Bu tür yardımlarda Ramazan paketlerinin alımında ödenen bedeller gider yazılır ve KDV’si de indirim konusu yapılır. İndirim konusu yapılan KDV’lerin, yardımın yapıldığı dönemde düzeltilerek ilave edilecek KDV olarak dikkate alınması gerekir.
İşletmelerin Diğer Yöntemleri Kullanarak Yaptığı Yardımlar;
Yukarıda sayılan yöntemlerin dışında da işletmelerin farklı kanallar kullanarak yardımlarda bulunması mümkündür.

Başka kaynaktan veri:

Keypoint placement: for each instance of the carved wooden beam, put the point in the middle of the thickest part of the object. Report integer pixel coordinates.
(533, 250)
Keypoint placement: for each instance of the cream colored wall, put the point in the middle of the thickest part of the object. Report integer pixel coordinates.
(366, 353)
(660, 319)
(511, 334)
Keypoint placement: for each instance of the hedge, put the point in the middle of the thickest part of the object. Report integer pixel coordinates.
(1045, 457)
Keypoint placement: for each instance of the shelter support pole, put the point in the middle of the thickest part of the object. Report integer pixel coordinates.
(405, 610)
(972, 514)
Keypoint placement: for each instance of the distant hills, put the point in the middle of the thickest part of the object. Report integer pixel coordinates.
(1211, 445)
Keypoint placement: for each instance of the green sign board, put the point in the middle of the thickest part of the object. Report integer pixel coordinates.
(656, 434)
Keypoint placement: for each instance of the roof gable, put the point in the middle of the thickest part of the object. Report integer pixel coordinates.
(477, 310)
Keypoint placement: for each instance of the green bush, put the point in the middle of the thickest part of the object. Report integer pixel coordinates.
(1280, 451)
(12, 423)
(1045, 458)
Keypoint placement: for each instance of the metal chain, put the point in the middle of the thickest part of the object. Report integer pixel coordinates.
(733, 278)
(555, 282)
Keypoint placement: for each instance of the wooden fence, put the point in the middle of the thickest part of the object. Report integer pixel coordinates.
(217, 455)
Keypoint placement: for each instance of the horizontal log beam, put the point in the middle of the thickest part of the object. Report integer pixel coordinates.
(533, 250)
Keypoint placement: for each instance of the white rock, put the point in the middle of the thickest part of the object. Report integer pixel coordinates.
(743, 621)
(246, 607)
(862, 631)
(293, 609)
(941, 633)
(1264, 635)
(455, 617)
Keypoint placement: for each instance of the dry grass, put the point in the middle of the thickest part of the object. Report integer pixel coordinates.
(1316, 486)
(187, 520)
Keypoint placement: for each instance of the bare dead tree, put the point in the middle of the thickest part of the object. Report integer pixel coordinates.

• İhtiyacı olanlara yardım etmek üzere kurulan ve faaliyet gösteren, vergiden muaf vakıflara ve kamuya yararlı derneklere yapılan bağışların, kurum kazancının yüzde beşine kadar olan kısmı matrahtan indirilebilir.
• Kızılay ve Yeşilay’a yapılan bağışlar, gelirin veya kurum kazancının yüzde beşi sınırlamasına tabi olmaksızın matrahtan indirilebilir.

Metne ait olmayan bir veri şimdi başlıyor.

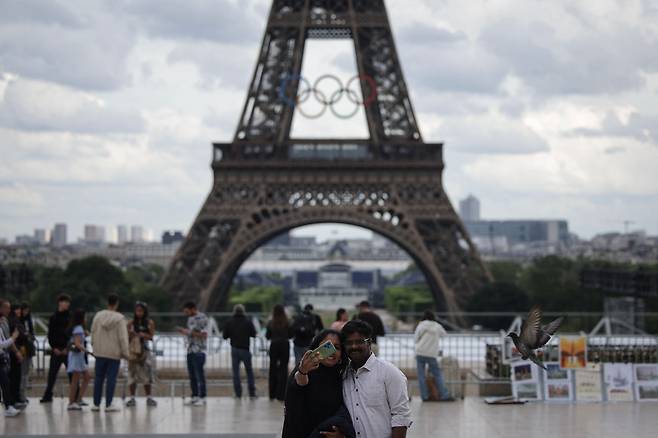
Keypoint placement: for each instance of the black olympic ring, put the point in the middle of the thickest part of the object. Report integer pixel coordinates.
(305, 90)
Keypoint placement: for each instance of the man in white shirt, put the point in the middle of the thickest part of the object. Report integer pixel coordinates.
(375, 391)
(426, 339)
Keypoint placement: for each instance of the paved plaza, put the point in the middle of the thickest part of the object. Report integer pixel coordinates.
(227, 417)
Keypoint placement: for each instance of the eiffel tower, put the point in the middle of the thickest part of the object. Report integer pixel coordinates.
(266, 182)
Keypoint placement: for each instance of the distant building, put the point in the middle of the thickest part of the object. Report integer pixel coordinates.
(41, 236)
(94, 234)
(122, 234)
(25, 239)
(58, 237)
(469, 209)
(521, 231)
(336, 285)
(169, 237)
(137, 234)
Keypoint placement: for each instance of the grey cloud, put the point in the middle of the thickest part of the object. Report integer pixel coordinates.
(487, 136)
(214, 67)
(641, 127)
(228, 21)
(91, 58)
(596, 61)
(423, 33)
(32, 106)
(42, 12)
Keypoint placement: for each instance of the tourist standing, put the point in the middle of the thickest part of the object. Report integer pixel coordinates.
(141, 365)
(77, 365)
(368, 315)
(305, 326)
(426, 340)
(109, 339)
(239, 329)
(16, 354)
(58, 341)
(28, 353)
(341, 319)
(6, 345)
(278, 332)
(197, 340)
(375, 390)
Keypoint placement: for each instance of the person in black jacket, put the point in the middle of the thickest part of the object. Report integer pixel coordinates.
(305, 326)
(239, 330)
(278, 332)
(29, 351)
(58, 338)
(314, 396)
(16, 357)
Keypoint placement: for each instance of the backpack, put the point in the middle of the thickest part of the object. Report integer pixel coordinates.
(136, 349)
(305, 326)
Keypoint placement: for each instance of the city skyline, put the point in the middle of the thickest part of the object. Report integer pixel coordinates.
(126, 134)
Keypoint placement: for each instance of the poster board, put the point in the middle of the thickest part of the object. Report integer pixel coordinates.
(618, 381)
(587, 383)
(510, 353)
(646, 381)
(558, 383)
(525, 381)
(573, 352)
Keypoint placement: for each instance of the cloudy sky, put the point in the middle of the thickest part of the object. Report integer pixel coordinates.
(108, 108)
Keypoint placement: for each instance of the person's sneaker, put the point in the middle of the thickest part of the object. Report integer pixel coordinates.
(11, 411)
(199, 402)
(191, 401)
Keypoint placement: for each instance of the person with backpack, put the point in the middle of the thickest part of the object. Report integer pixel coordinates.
(279, 333)
(426, 340)
(239, 329)
(76, 364)
(305, 326)
(109, 338)
(28, 352)
(141, 364)
(58, 341)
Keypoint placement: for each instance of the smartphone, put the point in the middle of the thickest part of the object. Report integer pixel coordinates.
(327, 349)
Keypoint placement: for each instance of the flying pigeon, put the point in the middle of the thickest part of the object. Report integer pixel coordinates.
(534, 336)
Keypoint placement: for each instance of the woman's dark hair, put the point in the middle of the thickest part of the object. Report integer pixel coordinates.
(279, 317)
(315, 343)
(357, 326)
(145, 318)
(428, 315)
(78, 318)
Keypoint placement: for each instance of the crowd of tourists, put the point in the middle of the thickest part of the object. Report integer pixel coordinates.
(350, 393)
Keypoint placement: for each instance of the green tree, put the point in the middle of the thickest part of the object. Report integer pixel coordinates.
(91, 279)
(498, 297)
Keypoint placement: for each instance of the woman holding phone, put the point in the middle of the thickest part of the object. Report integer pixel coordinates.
(314, 397)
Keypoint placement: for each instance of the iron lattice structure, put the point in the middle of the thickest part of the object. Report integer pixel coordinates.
(265, 182)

• Mülki idare amirinin izni ve denetimine tabi olarak yaptırılacak ibadethaneler ile Diyanet İşleri Başkanlığı’nın denetimine tabi olan yaygın din eğitimi veren kuruluşlara yapılacak bağışların tamamı, matrahtan indirilebilir.
• Belediyelere yapılan bağışların, gelirin veya kazancın yüzde beşine kadar olan kısmı matrahtan indirilebilir. Belediyeler tarafından organize edilen iftar yemeklerinin finansmanı için belediyelere bağış yapılırsa bu olanaktan yararlanılabilir.
• Kamu kurum ve kuruluşlarına; okul, sağlık tesisi, öğrenci yurdu gibi kanunda sayılan tesislerin yapılıp bağışlanması ya da bu tesislerin faaliyetlerini devam ettirmeleri için yapılacak her türlü nakdi ve ayni bağış ve yardımların tamamı matrahtan indirilebilir.
Bağışların Katma Değer Vergisi Karşısındaki Durumu,
Nakit bağışlar KDV’nin konusuna girmiyor. Ayni bağışlarda, bağışlanan malların teslimi KDV’nin konusuna giriyor ama geniş bir istisna düzenlemesi bulunmakta.
Katma Değer Vergisi Kanunu’na göre, genel ve katma bütçeli idareler, belediyeler, kamu yararına çalışan dernekler, vergi muafiyeti tanınan vakıflar ve KDV Kanunu’nun 17. maddesinin birinci fıkrasında sayılan diğer kurum ve kuruluşlara yapılan bedelsiz teslimler KDV’den istisnadır.
İşletmelerin çalışanlarına yapmış olduğu ayni yardımların Ramazan ayında yapılması ile diğer zamanlarda yapılması arasında herhangi bir vergisel avantaj bulunmamaktadır. İçinde bulunduğumuz pandemi dolayısıyla ekonomik olarak işletmelere yük olarak görülebileceği düşünülse de özellikle böyle bir ortamda çalışanlara yapılacak yardımlar, çalışanların iş motivasyonlarını ve işletmeye bağlılıklarını artıracak, onları maddi açıdan da rahatlatacaktır.
İşletmelerin kendi çalışanlarının dışında, ihtiyacı olanlara yapacağı ramazan yardımlarını ise gıda bankacılığı aracılığıyla yapması vergisel yönden daha avantajlı olduğundan işletmelerin bu yöntemi tercih ederek yardım yapmaları daha yerinde olacaktır.
Tüm okuyucularıma sağlıklı günler dilerim.